Suppose a characteristic
being studied (e.g., height, weight, color, immunity) differs between the
experimental and control groups after an experiment has been done. The experimenter
must be able to show that the difference can be explained only by a
change (e.g., the kind of nourishment) deliberately introduced into the experimental
group. This is complicated by the fact that the groups will usually develop
differences in characteristics even if nothing is done by the experimenter.
The question that the experimenter must answer is, “Is the difference in question
significant, that is, is it more than would be expected if nothing
were done to the experimental group?”
To answer this question,
the experimenter must determine the ranges over which the characteristic will
normally vary all by itself. This information is an important part of the
experiment. Given this information, the experimenter then asks, “What
is the probability that the observed difference is due to normal chance
variations alone?” If the difference is more than would be expected
from chance variations alone (how much more can be measured statistically),
then this difference between groups may be due to the experimental
change introduced into the experimental group. (We say “may” because some
unforeseen or unnoticed phenomena could be responsible for the difference
between the groups.) If the difference between the two groups is no more
than would be expected from chance variations alone, then the experimenter
must report that the experiment had no significant effect on the experimental
group. (However, it is still possible that an effect would have occurred
but was nullified by an unknown or unforeseen phenomena that crept
into the experiment despite precautions. Experimenting is not easy! Experienced
researchers are constantly on the alert for these complications so they can
eliminate them or compensate for them. Peer review is also very important
in research for just this reason.)
The tools used to quantify
the answers to these questions (how much difference is significant?)
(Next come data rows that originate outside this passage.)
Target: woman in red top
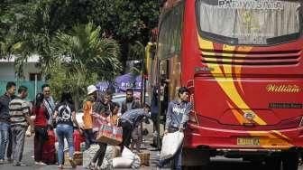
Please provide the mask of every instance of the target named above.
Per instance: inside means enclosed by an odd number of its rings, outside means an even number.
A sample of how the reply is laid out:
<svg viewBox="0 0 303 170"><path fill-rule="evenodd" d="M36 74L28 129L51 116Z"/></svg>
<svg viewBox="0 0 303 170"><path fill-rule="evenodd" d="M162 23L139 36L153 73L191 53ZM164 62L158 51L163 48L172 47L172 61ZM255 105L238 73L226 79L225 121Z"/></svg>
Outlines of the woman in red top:
<svg viewBox="0 0 303 170"><path fill-rule="evenodd" d="M44 96L38 93L32 109L34 119L34 160L35 165L44 165L42 162L43 144L48 139L47 122L50 118L48 111L43 104Z"/></svg>

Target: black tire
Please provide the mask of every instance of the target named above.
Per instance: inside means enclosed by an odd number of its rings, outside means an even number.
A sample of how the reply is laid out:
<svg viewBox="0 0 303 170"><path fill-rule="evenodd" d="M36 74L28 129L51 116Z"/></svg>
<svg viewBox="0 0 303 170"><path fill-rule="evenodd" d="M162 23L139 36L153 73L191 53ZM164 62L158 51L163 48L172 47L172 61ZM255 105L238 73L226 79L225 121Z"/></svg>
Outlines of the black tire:
<svg viewBox="0 0 303 170"><path fill-rule="evenodd" d="M282 156L283 170L298 170L298 155L297 152L285 152Z"/></svg>
<svg viewBox="0 0 303 170"><path fill-rule="evenodd" d="M265 159L266 169L280 170L281 169L281 158L280 156L269 156ZM285 169L283 169L285 170Z"/></svg>

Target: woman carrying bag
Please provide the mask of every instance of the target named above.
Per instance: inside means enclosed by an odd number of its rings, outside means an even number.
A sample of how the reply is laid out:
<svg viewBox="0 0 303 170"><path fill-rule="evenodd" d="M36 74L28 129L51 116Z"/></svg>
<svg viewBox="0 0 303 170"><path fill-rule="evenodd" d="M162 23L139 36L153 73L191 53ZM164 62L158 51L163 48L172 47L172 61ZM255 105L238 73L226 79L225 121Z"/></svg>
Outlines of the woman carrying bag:
<svg viewBox="0 0 303 170"><path fill-rule="evenodd" d="M99 129L103 124L108 124L110 122L110 94L98 95L96 102L95 103L93 109L94 117L94 129ZM106 156L106 151L107 147L106 143L97 142L99 145L99 149L96 152L93 159L88 165L89 169L101 169L103 159Z"/></svg>
<svg viewBox="0 0 303 170"><path fill-rule="evenodd" d="M56 106L55 114L53 117L56 119L57 128L56 134L59 141L58 149L58 165L59 168L63 168L63 156L64 156L64 138L67 139L69 150L69 162L71 166L76 167L74 162L74 139L73 139L73 123L78 128L79 132L82 134L82 130L79 128L77 119L74 102L71 98L71 94L69 91L62 92L61 100Z"/></svg>

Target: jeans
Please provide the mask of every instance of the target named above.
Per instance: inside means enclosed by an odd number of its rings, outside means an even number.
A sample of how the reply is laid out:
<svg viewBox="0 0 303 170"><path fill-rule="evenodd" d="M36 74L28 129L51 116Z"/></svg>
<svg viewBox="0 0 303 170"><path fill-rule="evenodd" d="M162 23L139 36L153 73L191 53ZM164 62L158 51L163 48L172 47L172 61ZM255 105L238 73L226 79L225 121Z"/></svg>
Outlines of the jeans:
<svg viewBox="0 0 303 170"><path fill-rule="evenodd" d="M99 142L98 145L99 145L100 147L96 152L96 154L95 154L95 156L92 159L92 163L96 163L96 159L97 159L97 166L101 166L102 163L103 163L104 156L106 156L107 144Z"/></svg>
<svg viewBox="0 0 303 170"><path fill-rule="evenodd" d="M120 145L121 152L124 149L124 146L128 147L131 144L131 137L133 132L133 127L132 124L128 121L120 121L119 127L122 127L123 128L123 136L122 136L122 144Z"/></svg>
<svg viewBox="0 0 303 170"><path fill-rule="evenodd" d="M6 157L7 159L12 158L13 154L13 135L11 128L8 129L8 141L7 141L7 148L6 148Z"/></svg>
<svg viewBox="0 0 303 170"><path fill-rule="evenodd" d="M16 165L21 162L23 154L25 132L27 128L23 126L14 126L12 129L13 139L13 161Z"/></svg>
<svg viewBox="0 0 303 170"><path fill-rule="evenodd" d="M34 160L42 161L43 145L48 139L47 127L35 127Z"/></svg>
<svg viewBox="0 0 303 170"><path fill-rule="evenodd" d="M0 160L5 159L6 144L8 139L9 124L0 122Z"/></svg>
<svg viewBox="0 0 303 170"><path fill-rule="evenodd" d="M88 149L90 145L96 143L96 140L94 139L93 129L92 128L85 129L84 137L85 137L86 149Z"/></svg>
<svg viewBox="0 0 303 170"><path fill-rule="evenodd" d="M56 133L58 137L59 148L58 148L58 164L62 165L64 156L64 137L67 139L69 150L69 158L73 158L74 155L74 139L73 139L74 128L70 125L58 124Z"/></svg>

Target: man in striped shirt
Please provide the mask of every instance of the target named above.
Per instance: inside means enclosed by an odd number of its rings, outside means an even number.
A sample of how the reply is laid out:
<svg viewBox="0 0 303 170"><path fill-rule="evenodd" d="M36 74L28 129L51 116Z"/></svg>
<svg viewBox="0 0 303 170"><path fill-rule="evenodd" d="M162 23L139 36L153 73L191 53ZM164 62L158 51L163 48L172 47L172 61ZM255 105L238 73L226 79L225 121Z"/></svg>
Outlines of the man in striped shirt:
<svg viewBox="0 0 303 170"><path fill-rule="evenodd" d="M13 135L13 165L24 166L21 162L23 153L25 132L31 124L30 105L25 101L27 88L20 86L18 96L9 104L11 128ZM31 126L32 127L32 126ZM32 132L32 130L31 130Z"/></svg>

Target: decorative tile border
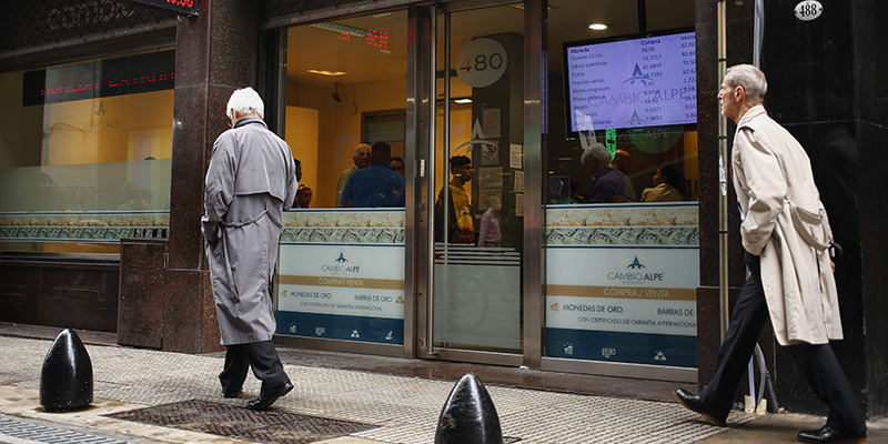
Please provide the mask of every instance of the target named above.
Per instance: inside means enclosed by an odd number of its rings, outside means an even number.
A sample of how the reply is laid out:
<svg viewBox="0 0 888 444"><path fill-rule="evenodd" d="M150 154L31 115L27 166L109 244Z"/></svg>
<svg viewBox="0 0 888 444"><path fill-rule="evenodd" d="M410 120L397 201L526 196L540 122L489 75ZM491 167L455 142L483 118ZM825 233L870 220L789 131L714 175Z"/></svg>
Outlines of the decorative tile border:
<svg viewBox="0 0 888 444"><path fill-rule="evenodd" d="M404 210L291 210L283 223L283 243L404 244Z"/></svg>
<svg viewBox="0 0 888 444"><path fill-rule="evenodd" d="M547 246L699 246L696 202L556 205L546 222Z"/></svg>
<svg viewBox="0 0 888 444"><path fill-rule="evenodd" d="M167 238L167 211L0 213L0 241L119 242L125 238Z"/></svg>

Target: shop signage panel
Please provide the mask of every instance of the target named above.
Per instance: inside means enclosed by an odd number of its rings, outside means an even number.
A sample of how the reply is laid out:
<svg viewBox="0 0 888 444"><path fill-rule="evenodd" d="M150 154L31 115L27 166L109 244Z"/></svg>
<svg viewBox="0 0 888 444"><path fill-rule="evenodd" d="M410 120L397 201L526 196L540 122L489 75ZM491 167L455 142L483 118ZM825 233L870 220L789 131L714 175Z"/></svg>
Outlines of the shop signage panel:
<svg viewBox="0 0 888 444"><path fill-rule="evenodd" d="M343 226L362 218L387 220L383 212L360 210L285 214L278 334L403 344L404 246L392 242L391 235L374 234L391 228ZM317 221L326 226L316 226ZM309 239L322 242L293 242L304 238L300 233L304 230L312 231ZM352 230L356 232L349 234Z"/></svg>
<svg viewBox="0 0 888 444"><path fill-rule="evenodd" d="M571 206L547 214L546 355L695 367L697 204Z"/></svg>

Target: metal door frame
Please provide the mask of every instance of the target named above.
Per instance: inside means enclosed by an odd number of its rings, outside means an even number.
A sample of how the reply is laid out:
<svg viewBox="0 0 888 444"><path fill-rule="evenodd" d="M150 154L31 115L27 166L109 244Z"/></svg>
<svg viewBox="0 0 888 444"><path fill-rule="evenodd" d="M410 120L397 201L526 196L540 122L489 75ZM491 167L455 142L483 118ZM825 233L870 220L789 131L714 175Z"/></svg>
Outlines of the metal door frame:
<svg viewBox="0 0 888 444"><path fill-rule="evenodd" d="M536 285L536 297L533 297L527 293L528 287L525 286L524 291L524 323L525 325L522 326L523 332L523 344L524 350L522 353L501 353L501 352L484 352L484 351L473 351L473 350L455 350L455 349L442 349L442 347L434 347L433 344L433 320L434 320L434 236L432 234L432 223L434 221L434 201L435 201L435 189L434 189L434 175L435 175L435 119L436 119L436 97L435 97L435 88L436 88L436 51L437 51L437 19L440 14L445 14L445 23L450 22L450 14L453 12L466 11L471 9L481 9L487 7L495 7L495 6L503 6L508 4L512 2L503 2L501 0L497 1L457 1L457 2L450 2L438 6L432 6L427 8L417 8L417 17L416 17L416 33L422 36L423 40L420 44L417 44L417 57L416 57L416 79L417 83L422 83L425 88L421 91L411 90L411 92L415 92L415 103L422 103L422 110L420 111L418 119L416 119L417 124L417 143L416 143L416 153L417 160L414 162L417 165L417 173L416 179L416 193L415 193L415 222L418 222L412 226L414 226L415 241L413 243L415 250L415 254L412 255L412 259L415 261L413 264L415 265L413 271L415 274L413 275L415 282L412 283L412 289L415 294L415 356L426 360L443 360L443 361L458 361L458 362L472 362L472 363L482 363L482 364L493 364L493 365L506 365L506 366L519 366L525 365L525 361L528 361L525 356L528 355L528 351L533 354L533 350L528 350L528 343L537 344L536 345L536 359L535 361L538 362L539 356L539 347L538 344L541 343L541 333L542 331L536 330L527 330L528 323L528 312L537 312L536 316L542 316L542 305L539 307L532 307L528 304L528 300L536 300L539 301L539 291L542 287ZM524 20L524 31L526 32L526 28L528 26L527 14L525 12L525 20ZM445 30L445 47L447 51L450 51L450 34ZM525 38L525 56L527 53L527 39ZM445 57L445 59L447 59ZM526 63L526 61L525 61ZM538 79L538 70L541 65L533 65L528 67L525 64L525 74L528 71L537 72L536 78ZM448 70L447 70L448 71ZM450 93L450 75L448 72L445 71L445 81L444 81L444 128L448 127L448 100L447 95ZM525 77L524 82L524 105L525 110L527 107L527 89L528 89L528 81ZM538 89L539 85L536 85ZM537 95L539 92L537 91ZM410 100L408 100L410 102ZM526 112L526 111L525 111ZM407 112L410 114L410 110ZM525 114L525 123L527 121L527 117ZM537 121L537 128L539 127L539 122ZM525 129L525 138L527 134L527 129ZM539 138L539 133L537 132L536 138ZM526 139L525 139L526 140ZM445 145L448 143L447 134L445 133ZM526 143L526 141L525 141ZM537 145L538 147L538 145ZM526 153L525 153L526 155ZM526 159L526 158L525 158ZM529 162L525 163L525 170L529 167ZM542 165L539 162L535 162L535 168L542 172ZM538 173L539 173L538 172ZM525 172L525 184L534 183L529 182L534 180L534 174L528 174L529 171ZM539 183L539 175L536 175L535 183ZM529 178L528 178L529 176ZM446 183L446 181L445 181ZM531 188L533 189L533 188ZM525 186L525 193L527 192L528 186ZM539 190L536 190L535 193L537 198L539 198ZM527 201L527 194L525 194L525 201ZM539 205L536 205L539 206ZM542 210L538 209L537 213L541 213ZM524 229L526 230L529 224L534 222L534 218L527 216L527 205L525 205L525 219L524 219ZM539 220L536 220L536 228L535 232L539 233L541 225ZM411 226L407 223L407 226ZM542 238L541 238L542 239ZM536 249L535 250L527 250L527 236L525 236L525 253L524 253L524 270L522 271L523 281L526 282L526 273L525 270L527 269L539 269L539 241L541 239L536 240ZM411 234L407 234L407 242L410 244ZM529 310L528 310L529 309ZM529 335L528 335L529 332ZM528 341L529 339L529 341ZM406 335L405 335L406 341ZM534 360L529 360L533 362Z"/></svg>

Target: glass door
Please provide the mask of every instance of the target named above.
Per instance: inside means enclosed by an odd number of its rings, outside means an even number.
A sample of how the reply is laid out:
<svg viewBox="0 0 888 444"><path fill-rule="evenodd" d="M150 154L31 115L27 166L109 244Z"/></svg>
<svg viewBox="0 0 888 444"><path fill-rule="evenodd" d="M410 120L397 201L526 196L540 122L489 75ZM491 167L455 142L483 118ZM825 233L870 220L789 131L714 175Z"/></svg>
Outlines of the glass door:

come from statistics and are called tests of significance. They have
names such as the Student’s t-test, the F-test, and chi-square tests. These
will be discussed in the sections on statistical tests.
Finding Mathematical Relationships in Physics Experiments
While physicists do controlled
experiments also, they are often testing theories which have a mathematical
structure. Such theories will often predict a specific mathematical relationship
between experimental variables, and the experimenter must determine whether
or not such a mathematical relationship really exists for a set of variables
being studied. To do this, the experimenter collects data, consisting of
pairs of independent and dependent variables, and plots them
on a graph. As in any experiment, there are experimental uncertainties.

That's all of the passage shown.